The Georgian Ministry of Foreign Affairs responded quickly, connecting the creation of the battalion to a more general militarization of the territory and the Russian military threat:

[T]he Russian Federation is continuing to build up its military forces, to strengthen its military infrastructure and to deploy offensive weapons in Georgia's occupied regions. These regions have, in fact, been turned into large military bases and their inhabitants are either employed in the Russian military bases themselves or are serving with the Russian occupation troops, as most recently attested by the fact of the creation of the so-called "Ossetian battalion".

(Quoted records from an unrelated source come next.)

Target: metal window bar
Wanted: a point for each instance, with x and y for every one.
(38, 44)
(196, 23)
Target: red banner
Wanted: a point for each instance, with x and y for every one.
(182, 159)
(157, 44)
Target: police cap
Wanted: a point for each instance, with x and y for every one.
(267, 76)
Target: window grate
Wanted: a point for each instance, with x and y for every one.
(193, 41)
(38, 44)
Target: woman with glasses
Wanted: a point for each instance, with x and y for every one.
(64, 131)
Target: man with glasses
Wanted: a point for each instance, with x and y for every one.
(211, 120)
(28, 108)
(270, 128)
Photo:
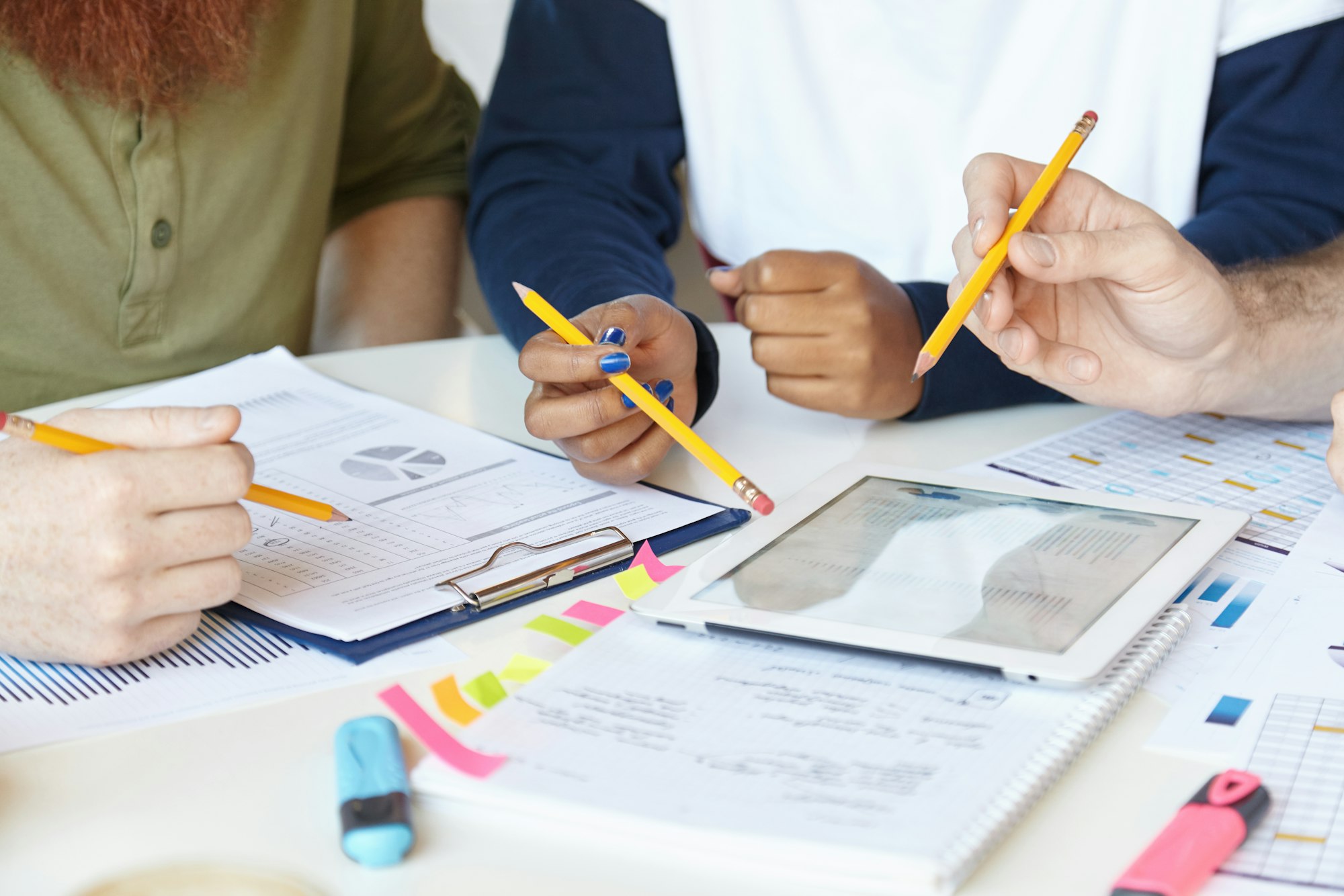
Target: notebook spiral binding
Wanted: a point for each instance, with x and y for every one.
(1044, 770)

But the threat of this move would seem less to Georgia than to the people of South Ossetia who don't want to be controlled by Russia. This move was announced just a few days after would-be president Alla Joiyeva, says she was badly beaten (with Moscow's apparent consent) for her independent political ambitions. All this suggests that whatever shreds of sovereignty Tskhinvali once exercised are disappearing, and that Russian control is becoming more formalized.

Joshua Kucera is the Turkey/Caucasus editor at Eurasianet, and author of The Bug Pit.